Als der Pflegehund Lucky in die Familie kam, stellten die Prickens fest, wie positiv Lenny auf den Hund reagierte. Wobei Lucky bereits zehn Jahre alt, taub und herzkrank ist. „Wir haben dann erfahren, dass es spezielle Begleithunde für autistische Menschen gibt“, sagt Ingo Pricken. Diese Hunde erhalten eine Therapiehundegrundausbildung und werden danach speziell auf den jeweiligen Menschen weiter ausgebildet. Bei den Recherchen über Assistenzhunde, wie die Vierbeiner genannt werden, stießen die Prickens auf den Verein Patronus-Assistenzhunde in Mecklenburg-Vorpommern. Sie nahmen Kontakt auf und fuhren in den Herbstferien mit Lenny nach Mönchhagen bei Rostock, wo das Unternehmen, das Assistenzhunde für die verschiedenen Krankheitsbilder ausbildet, zuhause ist.
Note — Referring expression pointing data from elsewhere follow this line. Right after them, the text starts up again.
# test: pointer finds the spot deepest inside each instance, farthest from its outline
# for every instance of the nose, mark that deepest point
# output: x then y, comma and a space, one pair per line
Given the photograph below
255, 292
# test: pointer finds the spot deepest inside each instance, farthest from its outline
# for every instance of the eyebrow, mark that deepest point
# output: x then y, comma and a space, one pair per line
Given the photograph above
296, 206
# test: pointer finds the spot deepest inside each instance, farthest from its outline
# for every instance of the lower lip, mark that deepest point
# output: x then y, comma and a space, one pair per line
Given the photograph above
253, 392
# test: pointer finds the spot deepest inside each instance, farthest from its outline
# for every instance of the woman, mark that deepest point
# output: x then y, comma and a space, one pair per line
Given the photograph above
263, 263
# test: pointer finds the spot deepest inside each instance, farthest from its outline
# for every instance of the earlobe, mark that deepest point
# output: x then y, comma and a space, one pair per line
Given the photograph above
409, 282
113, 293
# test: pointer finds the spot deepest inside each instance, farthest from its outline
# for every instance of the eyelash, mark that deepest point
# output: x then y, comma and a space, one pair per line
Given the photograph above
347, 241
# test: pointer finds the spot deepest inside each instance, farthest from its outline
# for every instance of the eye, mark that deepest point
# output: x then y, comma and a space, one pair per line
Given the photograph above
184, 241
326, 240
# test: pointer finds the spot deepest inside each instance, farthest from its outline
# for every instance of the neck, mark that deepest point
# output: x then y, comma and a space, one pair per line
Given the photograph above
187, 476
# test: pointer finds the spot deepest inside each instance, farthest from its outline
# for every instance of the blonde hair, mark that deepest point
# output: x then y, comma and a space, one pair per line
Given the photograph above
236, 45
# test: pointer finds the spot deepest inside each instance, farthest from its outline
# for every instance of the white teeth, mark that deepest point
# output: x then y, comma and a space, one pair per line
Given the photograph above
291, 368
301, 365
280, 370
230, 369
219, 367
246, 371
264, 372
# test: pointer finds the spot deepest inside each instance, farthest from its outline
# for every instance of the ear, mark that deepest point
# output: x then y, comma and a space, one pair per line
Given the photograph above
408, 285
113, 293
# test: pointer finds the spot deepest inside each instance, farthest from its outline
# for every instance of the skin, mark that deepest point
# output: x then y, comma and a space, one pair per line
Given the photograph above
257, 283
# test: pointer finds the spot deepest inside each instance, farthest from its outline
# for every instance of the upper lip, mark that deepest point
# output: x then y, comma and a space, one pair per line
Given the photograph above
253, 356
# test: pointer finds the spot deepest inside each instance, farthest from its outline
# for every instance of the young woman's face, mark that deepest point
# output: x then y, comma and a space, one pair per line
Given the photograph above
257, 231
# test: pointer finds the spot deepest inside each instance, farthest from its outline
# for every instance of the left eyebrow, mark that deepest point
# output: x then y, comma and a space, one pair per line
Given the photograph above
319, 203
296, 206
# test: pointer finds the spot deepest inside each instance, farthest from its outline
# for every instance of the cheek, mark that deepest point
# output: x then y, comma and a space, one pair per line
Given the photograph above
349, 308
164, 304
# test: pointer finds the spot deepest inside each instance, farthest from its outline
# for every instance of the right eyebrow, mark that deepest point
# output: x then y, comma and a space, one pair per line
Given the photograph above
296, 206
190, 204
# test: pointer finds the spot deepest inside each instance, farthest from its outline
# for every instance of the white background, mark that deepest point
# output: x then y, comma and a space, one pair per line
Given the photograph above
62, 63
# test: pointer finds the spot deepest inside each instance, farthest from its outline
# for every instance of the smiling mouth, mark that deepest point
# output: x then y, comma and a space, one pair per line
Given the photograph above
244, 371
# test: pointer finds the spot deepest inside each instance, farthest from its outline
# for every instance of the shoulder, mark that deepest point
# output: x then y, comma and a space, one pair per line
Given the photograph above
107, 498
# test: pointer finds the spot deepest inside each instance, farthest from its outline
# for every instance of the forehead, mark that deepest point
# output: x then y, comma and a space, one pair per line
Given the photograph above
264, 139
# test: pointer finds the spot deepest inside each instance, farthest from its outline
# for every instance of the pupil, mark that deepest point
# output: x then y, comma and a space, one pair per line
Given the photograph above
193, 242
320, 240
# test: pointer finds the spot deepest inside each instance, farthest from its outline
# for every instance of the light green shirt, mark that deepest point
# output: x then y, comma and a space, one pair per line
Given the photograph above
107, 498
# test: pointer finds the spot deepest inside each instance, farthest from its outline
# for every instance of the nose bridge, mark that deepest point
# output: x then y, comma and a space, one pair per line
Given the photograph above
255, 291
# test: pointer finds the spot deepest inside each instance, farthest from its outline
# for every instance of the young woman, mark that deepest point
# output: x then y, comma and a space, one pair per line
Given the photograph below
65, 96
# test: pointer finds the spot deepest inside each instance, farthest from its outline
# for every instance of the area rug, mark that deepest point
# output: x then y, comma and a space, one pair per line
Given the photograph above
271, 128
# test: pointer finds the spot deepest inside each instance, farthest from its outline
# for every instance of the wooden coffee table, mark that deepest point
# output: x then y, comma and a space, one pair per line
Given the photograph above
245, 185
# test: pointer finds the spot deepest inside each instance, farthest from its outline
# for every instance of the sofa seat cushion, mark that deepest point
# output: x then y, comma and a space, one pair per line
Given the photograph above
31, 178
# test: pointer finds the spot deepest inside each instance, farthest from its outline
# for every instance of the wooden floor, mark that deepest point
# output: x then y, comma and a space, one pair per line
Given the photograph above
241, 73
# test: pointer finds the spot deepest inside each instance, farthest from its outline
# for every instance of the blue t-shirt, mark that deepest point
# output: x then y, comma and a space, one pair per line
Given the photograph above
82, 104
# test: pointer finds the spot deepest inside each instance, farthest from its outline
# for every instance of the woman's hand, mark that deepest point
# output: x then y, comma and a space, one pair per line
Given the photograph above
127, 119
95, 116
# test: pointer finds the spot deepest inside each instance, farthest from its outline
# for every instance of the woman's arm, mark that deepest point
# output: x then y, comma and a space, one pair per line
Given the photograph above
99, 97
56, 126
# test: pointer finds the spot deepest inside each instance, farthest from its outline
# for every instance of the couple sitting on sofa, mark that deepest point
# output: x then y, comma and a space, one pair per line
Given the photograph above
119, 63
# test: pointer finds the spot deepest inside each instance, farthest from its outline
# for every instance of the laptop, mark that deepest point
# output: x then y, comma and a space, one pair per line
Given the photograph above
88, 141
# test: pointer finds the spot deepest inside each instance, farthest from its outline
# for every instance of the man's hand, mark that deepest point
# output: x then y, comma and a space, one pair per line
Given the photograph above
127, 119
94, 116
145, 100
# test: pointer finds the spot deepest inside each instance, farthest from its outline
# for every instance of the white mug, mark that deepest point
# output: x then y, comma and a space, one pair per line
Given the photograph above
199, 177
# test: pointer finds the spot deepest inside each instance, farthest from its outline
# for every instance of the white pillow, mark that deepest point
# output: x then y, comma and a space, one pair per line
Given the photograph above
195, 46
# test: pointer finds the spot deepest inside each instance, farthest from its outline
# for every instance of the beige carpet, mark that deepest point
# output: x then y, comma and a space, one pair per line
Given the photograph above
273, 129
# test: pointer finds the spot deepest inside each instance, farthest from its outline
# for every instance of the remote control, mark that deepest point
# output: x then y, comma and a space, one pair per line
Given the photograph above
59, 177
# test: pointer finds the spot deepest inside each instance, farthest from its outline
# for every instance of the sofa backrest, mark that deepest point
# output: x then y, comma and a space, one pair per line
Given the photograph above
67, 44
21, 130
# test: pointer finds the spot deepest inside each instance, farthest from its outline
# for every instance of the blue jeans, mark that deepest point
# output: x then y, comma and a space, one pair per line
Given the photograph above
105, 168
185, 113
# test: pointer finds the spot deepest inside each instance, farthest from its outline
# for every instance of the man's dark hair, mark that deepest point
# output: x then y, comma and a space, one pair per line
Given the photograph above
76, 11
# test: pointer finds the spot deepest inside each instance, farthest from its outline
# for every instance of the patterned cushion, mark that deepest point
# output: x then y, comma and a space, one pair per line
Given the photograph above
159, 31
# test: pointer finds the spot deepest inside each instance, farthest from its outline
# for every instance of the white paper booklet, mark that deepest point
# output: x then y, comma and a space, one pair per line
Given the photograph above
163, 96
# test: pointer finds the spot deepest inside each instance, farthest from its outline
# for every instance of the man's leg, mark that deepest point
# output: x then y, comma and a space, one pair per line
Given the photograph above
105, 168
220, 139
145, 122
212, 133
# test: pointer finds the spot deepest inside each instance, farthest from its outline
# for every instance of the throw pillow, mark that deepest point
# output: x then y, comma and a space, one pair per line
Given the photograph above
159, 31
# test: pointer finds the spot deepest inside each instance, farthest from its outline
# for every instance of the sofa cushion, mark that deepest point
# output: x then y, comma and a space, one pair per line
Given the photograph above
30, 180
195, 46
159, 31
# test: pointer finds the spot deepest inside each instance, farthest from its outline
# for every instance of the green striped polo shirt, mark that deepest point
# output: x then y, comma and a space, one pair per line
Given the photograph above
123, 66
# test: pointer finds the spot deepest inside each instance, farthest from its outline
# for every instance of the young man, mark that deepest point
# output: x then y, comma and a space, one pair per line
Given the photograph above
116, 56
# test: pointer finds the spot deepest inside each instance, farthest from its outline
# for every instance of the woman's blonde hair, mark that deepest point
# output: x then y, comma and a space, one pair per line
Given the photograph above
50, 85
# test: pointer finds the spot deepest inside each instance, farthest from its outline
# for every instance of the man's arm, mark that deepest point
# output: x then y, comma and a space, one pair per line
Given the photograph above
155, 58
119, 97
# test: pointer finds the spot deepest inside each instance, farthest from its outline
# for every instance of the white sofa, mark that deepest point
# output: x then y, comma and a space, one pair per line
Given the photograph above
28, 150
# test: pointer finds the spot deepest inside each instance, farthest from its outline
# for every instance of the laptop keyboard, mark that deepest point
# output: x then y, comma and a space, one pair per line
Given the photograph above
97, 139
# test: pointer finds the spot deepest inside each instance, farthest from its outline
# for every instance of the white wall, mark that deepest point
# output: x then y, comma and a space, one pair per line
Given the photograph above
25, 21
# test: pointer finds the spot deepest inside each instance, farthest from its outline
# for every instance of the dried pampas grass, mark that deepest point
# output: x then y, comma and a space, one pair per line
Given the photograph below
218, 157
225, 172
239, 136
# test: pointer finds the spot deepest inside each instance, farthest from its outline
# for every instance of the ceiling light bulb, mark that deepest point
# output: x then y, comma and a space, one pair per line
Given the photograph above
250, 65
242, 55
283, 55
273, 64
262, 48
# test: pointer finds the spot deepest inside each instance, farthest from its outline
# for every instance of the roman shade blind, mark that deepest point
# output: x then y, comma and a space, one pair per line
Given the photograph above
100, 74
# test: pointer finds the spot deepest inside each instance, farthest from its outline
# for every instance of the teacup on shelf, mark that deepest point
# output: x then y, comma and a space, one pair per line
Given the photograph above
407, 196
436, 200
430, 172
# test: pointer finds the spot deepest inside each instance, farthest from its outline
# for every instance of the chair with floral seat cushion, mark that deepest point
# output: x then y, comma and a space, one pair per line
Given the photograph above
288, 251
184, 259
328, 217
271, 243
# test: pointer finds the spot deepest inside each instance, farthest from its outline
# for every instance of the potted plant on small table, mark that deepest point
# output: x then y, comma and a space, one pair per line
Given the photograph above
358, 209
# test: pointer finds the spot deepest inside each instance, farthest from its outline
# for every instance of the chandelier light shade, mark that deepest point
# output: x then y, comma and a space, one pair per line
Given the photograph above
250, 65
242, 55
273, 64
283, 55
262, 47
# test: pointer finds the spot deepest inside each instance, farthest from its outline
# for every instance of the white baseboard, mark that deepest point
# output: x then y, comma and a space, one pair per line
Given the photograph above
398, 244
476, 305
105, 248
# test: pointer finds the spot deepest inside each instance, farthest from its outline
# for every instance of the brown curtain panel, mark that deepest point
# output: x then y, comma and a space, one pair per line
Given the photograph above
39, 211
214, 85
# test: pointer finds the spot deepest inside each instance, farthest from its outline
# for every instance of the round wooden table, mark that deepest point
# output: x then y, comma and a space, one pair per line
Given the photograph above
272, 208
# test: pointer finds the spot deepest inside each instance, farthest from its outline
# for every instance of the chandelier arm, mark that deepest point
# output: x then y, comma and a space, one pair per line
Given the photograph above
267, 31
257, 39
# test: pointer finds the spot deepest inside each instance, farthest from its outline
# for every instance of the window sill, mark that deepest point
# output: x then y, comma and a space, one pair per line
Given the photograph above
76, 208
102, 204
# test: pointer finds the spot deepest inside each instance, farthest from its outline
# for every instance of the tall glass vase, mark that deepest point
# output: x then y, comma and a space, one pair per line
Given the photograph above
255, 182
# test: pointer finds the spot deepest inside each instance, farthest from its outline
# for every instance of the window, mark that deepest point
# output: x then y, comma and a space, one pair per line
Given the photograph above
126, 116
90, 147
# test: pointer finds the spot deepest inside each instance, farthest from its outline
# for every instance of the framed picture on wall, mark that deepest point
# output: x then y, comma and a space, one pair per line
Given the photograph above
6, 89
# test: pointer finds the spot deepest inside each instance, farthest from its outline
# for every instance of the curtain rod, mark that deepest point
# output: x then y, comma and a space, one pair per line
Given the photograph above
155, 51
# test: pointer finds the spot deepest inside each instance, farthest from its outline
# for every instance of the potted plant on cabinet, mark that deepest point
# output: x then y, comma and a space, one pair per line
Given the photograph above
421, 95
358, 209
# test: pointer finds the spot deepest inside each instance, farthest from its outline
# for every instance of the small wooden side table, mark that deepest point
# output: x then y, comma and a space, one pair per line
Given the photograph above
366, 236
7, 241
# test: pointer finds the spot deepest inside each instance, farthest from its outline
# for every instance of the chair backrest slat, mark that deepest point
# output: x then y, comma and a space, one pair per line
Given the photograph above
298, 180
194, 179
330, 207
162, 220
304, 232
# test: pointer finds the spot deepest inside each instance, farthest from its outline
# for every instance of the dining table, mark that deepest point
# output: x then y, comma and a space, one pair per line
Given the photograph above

Hund macht es dem Kind möglich, unter Menschen zu gehen

Dort lernte Lenny eine Hündin namens Dori kennen. Mit der anderthalbjährigen Labrador-Hündin waren für die Familie Dinge umsetzbar, die sie nicht für möglich gehalten hätten. „Ich war am Anfang skeptisch, was einen Begleithund angeht“, erinnert sich Ingo Pricken. In Rostock legte er seine Zweifel, was ein solcher Hund bei seinem Sohn bewirken kann, ab. „Wir sind mit Lenny durch Menschenmengen gegangen und haben ein Café besucht. Das wäre ohne Dori nie möglich gewesen. Mit Dori hat Lenny geschafft, das für andere Kinder kein Problem ist. Für uns aber war es ein Wunder“, sagt Andrea Pricken.

Lenny sprach dank Dori mehr und konnte mit den Außenreizen, die ständig auf ihn einwirken, dank des Hundes um ein Vielfaches besser umgehen. Für sie und ihren Mann stand nach dem Besuch in Mönchhagen fest, dass sie sich einen Assistenzhund für Lenny wünschen. Der Hund schlägt für Lenny eine Brücke in die normale Welt und würde zudem auf ihn mit aufpassen, wenn er sich draußen bewegt, da ein ausgebildeter Hund unter anderem an Straßen stehenbleibt und Lenny so zum Halten zwingen würde.

Die Kosten für einen ausgebildeten Assistenzhund, wobei die Ausbildung über zwei Jahre läuft, liegen bei rund 28.000 Euro. Obwohl die therapeutischen Erfolge solcher Hunde nachgewiesen werden können und sie für die betroffenen Menschen eine Hilfe im Alltag darstellen, übernehmen Krankenkassen die Kosten für einen Assistenzhund nicht. Lediglich Blindenhunde werden über die Kassen finanziert. Vor diesem Hintergrund haben die Prickens über den Verein Patronus-Assistenzhunde ein Konto für Lenny eingerichtet. Die ganze Familie hofft nun auf Unterstützung, wobei Andrea und Ingo Pricken schon etliche Institutionen angeschrieben und um Hilfe gebeten haben. „Wir hoffen sehr, dass wir das Geld für einen Assistenzhund zusammenbekommen. Für Lenny ist ein solcher Hund eine Chance für mehr Integration“, sagt Andrea Pricken.